Quali sono stati gli sviluppi più importanti della ricerca scientifica nella lotta contro le malattie cardiache e l’ictus emersi nel 2023? Il sommario dei progressi più significativi arriva dall’American Heart Association che li riassume in tre principali paragrafi: le tecnologie per rivascolarizzare le arterie, farmaci innovativi per l’ipertensione arteriosa e farmaci per il diabete che possono offrire benefici per la salute del cuore.

“Ogni anno compiliamo una panoramica della ricerca scientifica che migliora la nostra comprensione su come prevenire, trattare e gestire le malattie cardiache e l’ictus. Sia che la scienza indichi nuovi modi per trattare condizioni di salute note da tempo, disparità nell’assistenza o come prevenire alcuni dei nostri problemi più urgenti, come l’ipertensione, il diabete o l’obesità”, ha affermato Mariell Jessup, responsabile scientifico e medico dell’American Heart Association.

Mentre il documento completo può essere trovato a questo link. Di seguito vi sintetizziamo alcuni degli sviluppi della ricerca considerati più significativi del 2023.

Superare in astuzia lo sviluppo dell’ipertensione arteriosa con un nuovo farmaco

Nonostante i progressi nei farmaci che mirano a controllare la pressione arteriosa, meno del 25% delle persone in trattamento sono in grado di mantenere i livelli di pressione entro l’intervallo target al di sotto di 130/80 mmHg.

Alla ricerca di un nuovo approccio per prevenire l’ipertensione, i ricercatori hanno studiato Zilebesiran, un farmaco sperimentale che riduce la produzione di angiotensinogeno da parte dell’organismo. Si ritiene che l’angiotensinogeno, una proteina secreta dal fegato, svolga un ruolo chiave nell’aumento della pressione arteriosa. Hanno scoperto che le persone che assumevano Zilebesiran hanno visto riduzioni della pressione, con dosi più elevate del farmaco che hanno portato a riduzioni maggiori.

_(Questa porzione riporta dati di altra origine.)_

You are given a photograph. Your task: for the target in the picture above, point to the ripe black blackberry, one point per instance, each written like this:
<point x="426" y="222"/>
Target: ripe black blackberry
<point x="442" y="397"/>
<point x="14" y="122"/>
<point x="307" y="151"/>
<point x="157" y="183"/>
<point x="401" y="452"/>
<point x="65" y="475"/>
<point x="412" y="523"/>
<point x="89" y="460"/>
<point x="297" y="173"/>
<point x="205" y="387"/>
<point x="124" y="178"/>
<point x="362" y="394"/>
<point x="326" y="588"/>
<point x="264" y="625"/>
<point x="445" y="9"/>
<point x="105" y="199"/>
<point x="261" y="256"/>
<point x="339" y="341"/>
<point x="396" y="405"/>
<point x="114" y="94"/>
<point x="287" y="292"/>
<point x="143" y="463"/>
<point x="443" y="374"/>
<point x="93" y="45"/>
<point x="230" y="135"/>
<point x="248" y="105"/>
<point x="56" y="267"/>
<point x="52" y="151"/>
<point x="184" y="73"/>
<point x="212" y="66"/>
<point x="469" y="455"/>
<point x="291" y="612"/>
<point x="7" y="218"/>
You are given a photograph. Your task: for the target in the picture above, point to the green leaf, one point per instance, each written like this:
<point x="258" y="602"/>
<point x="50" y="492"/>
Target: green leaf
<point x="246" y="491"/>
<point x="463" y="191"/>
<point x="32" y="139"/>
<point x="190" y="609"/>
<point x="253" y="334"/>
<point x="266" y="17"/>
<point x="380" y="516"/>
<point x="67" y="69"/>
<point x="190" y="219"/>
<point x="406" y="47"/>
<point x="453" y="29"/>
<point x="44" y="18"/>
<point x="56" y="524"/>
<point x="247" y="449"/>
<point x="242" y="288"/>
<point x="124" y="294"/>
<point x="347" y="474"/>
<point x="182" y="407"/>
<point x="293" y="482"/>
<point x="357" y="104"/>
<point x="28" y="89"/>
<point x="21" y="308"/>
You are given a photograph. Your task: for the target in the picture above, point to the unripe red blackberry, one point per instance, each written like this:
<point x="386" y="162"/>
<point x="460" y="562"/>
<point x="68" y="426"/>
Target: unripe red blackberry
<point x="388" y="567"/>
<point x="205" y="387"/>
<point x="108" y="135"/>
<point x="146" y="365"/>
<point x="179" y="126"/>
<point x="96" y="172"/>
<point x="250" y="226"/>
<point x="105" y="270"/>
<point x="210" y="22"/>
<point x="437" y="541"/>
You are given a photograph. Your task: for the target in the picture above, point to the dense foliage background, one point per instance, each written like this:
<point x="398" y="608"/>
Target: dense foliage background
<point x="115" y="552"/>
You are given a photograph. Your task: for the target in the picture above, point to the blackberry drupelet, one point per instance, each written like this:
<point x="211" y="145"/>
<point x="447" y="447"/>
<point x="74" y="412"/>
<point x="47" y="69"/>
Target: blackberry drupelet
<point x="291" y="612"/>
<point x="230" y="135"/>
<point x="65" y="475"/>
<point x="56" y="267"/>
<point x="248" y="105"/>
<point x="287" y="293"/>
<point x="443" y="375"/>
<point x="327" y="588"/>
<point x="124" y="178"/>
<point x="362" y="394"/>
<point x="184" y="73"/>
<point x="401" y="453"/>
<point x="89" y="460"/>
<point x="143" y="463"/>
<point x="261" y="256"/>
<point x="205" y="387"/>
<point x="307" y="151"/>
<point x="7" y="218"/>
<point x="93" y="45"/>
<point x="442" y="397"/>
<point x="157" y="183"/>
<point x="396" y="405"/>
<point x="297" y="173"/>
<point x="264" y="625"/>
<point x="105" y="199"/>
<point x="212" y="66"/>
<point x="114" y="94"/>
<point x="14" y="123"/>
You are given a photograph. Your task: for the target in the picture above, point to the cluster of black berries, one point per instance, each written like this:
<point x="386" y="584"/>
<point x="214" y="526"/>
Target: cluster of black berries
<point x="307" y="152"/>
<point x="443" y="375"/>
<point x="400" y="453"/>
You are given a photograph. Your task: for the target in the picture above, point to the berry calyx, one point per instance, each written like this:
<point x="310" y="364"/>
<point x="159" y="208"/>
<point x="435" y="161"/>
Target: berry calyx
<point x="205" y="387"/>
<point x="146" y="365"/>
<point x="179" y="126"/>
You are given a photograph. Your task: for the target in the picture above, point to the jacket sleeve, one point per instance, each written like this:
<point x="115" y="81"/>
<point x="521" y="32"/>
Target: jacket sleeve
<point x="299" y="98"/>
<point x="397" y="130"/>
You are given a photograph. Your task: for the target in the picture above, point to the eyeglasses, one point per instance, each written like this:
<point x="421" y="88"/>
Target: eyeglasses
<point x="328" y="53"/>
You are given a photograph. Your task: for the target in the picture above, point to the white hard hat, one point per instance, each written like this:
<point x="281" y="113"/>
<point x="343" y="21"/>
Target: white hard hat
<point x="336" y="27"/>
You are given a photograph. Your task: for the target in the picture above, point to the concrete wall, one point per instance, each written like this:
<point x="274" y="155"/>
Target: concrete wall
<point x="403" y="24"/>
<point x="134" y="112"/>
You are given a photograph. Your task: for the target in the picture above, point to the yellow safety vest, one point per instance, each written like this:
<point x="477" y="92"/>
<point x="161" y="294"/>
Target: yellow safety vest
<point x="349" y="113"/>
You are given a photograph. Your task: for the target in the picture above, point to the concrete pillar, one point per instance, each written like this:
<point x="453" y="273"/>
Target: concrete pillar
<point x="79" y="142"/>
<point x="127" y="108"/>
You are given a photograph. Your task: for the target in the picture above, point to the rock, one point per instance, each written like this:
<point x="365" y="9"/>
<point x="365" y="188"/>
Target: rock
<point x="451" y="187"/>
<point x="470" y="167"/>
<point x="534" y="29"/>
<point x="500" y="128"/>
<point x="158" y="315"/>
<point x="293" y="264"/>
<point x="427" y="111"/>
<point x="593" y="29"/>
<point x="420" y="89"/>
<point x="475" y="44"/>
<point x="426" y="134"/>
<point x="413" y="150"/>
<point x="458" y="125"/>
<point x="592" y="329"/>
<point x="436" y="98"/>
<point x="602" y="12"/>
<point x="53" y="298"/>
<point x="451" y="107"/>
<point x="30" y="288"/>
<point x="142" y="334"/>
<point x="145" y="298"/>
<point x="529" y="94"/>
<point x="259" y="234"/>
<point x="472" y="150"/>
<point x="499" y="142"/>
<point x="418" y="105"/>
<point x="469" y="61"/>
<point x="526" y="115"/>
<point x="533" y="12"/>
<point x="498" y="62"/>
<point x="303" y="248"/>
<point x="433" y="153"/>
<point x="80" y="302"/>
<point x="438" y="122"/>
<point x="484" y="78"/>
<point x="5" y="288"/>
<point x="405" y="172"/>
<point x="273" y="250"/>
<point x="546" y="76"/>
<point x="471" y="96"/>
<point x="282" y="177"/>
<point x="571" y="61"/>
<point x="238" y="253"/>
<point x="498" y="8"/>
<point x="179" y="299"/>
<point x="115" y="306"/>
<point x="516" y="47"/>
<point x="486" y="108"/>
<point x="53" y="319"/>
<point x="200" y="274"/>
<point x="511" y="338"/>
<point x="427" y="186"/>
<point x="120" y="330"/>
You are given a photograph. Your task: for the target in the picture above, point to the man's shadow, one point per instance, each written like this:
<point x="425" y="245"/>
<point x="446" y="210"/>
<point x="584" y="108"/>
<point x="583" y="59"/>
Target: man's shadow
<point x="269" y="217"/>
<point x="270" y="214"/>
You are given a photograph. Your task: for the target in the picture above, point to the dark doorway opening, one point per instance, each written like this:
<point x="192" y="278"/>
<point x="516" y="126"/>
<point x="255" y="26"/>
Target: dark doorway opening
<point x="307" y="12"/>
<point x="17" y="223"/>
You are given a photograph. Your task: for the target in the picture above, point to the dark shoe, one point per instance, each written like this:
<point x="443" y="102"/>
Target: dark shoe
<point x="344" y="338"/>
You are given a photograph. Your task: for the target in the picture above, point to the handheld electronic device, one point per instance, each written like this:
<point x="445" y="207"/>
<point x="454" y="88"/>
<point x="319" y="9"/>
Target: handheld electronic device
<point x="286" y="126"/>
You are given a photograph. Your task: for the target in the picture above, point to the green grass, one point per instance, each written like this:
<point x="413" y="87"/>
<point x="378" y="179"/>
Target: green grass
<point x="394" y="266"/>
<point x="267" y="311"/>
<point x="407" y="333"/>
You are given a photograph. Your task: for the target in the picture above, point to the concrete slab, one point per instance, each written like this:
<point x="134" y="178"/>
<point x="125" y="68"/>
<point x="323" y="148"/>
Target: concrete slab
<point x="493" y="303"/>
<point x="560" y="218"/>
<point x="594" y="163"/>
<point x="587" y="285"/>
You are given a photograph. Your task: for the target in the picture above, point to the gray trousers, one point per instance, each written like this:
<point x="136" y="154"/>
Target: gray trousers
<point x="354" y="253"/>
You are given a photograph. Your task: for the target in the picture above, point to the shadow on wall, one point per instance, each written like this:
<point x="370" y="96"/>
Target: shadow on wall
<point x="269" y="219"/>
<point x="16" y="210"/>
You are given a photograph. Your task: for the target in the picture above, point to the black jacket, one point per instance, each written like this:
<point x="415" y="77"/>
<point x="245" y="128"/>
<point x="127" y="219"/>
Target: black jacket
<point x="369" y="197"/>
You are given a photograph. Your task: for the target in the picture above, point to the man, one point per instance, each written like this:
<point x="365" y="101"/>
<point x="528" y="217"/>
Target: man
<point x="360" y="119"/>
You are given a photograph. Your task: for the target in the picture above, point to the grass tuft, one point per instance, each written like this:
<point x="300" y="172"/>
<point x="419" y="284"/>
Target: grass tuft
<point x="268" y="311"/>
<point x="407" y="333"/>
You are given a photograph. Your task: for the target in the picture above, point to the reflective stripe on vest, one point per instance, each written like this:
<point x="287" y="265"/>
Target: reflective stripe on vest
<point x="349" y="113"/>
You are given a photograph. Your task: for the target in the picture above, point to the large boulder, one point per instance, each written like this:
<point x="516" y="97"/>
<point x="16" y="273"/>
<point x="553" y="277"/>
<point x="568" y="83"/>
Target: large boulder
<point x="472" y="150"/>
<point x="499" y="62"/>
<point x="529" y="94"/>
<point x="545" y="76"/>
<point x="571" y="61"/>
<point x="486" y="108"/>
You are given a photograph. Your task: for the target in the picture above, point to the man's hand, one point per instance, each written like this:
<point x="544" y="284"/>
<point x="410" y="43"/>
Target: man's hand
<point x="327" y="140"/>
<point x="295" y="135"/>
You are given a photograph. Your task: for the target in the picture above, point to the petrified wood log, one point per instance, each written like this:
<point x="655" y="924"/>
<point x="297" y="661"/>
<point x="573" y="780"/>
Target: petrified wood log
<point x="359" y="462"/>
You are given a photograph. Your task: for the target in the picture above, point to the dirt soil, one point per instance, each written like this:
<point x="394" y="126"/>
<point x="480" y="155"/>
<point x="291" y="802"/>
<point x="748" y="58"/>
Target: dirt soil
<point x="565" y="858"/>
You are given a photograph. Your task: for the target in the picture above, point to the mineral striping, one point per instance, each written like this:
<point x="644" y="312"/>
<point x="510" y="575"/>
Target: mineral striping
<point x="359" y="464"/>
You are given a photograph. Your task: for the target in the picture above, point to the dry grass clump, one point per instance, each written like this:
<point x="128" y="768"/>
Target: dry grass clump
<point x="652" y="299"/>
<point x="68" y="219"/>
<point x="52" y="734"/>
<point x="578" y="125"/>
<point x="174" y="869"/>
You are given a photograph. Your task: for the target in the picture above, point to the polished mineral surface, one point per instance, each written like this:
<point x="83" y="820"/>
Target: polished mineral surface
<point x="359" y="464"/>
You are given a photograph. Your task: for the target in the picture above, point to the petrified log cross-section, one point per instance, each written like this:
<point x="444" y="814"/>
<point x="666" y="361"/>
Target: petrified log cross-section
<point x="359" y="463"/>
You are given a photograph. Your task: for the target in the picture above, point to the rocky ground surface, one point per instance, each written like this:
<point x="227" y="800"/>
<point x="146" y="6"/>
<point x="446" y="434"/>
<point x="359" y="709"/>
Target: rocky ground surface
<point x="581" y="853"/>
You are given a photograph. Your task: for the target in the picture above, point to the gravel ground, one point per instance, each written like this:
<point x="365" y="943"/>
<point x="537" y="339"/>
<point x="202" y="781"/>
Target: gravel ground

La trombectomia minimamente invasiva apporta benefici anche ai pazienti con ictus più grave

La trombectomia endovascolare è una procedura chirurgica minimamente invasiva utilizzata per rimuovere un coagulo di sangue che causa l’ictus da un’arteria nel cervello. Ripristina il flusso sanguigno e previene ulteriori danni cerebrali e disabilità ed è il trattamento standard per ictus di piccola o media entità.

Fino a poco tempo fa non era chiaro se la trombectomia endovascolare avrebbe apportato benefici anche alle persone con ictus più grandi e gravi, che rappresentano fino a un quarto di tutti gli ictus.

In uno studio su persone con ictus grave provenienti dalla Cina e in un altro studio condotto su persone che vivevano in Nord America, Europa, Australia e Nuova Zelanda, i ricercatori hanno scoperto che la trombectomia endovascolare entro 24 ore dall’ictus era superiore alle cure mediche standard.

Coloro che avevano ricevuto trombectomie hanno sperimentato meno disabilità ed erano più funzionalmente indipendenti durante i tre mesi successivi al trattamento.

Un terzo studio su persone trattate per ictus grave in Europa e Canada ha riscontrato più o meno la stessa cosa, mostrando che coloro che erano stati sottoposti a trombectomia endovascolare erano funzionalmente più indipendenti rispetto a quelli che avevano ricevuto solo il trattamento medico standard. Questo studio ha anche dimostrato che i pazienti sottoposti a trombectomia avevano meno probabilità di morire.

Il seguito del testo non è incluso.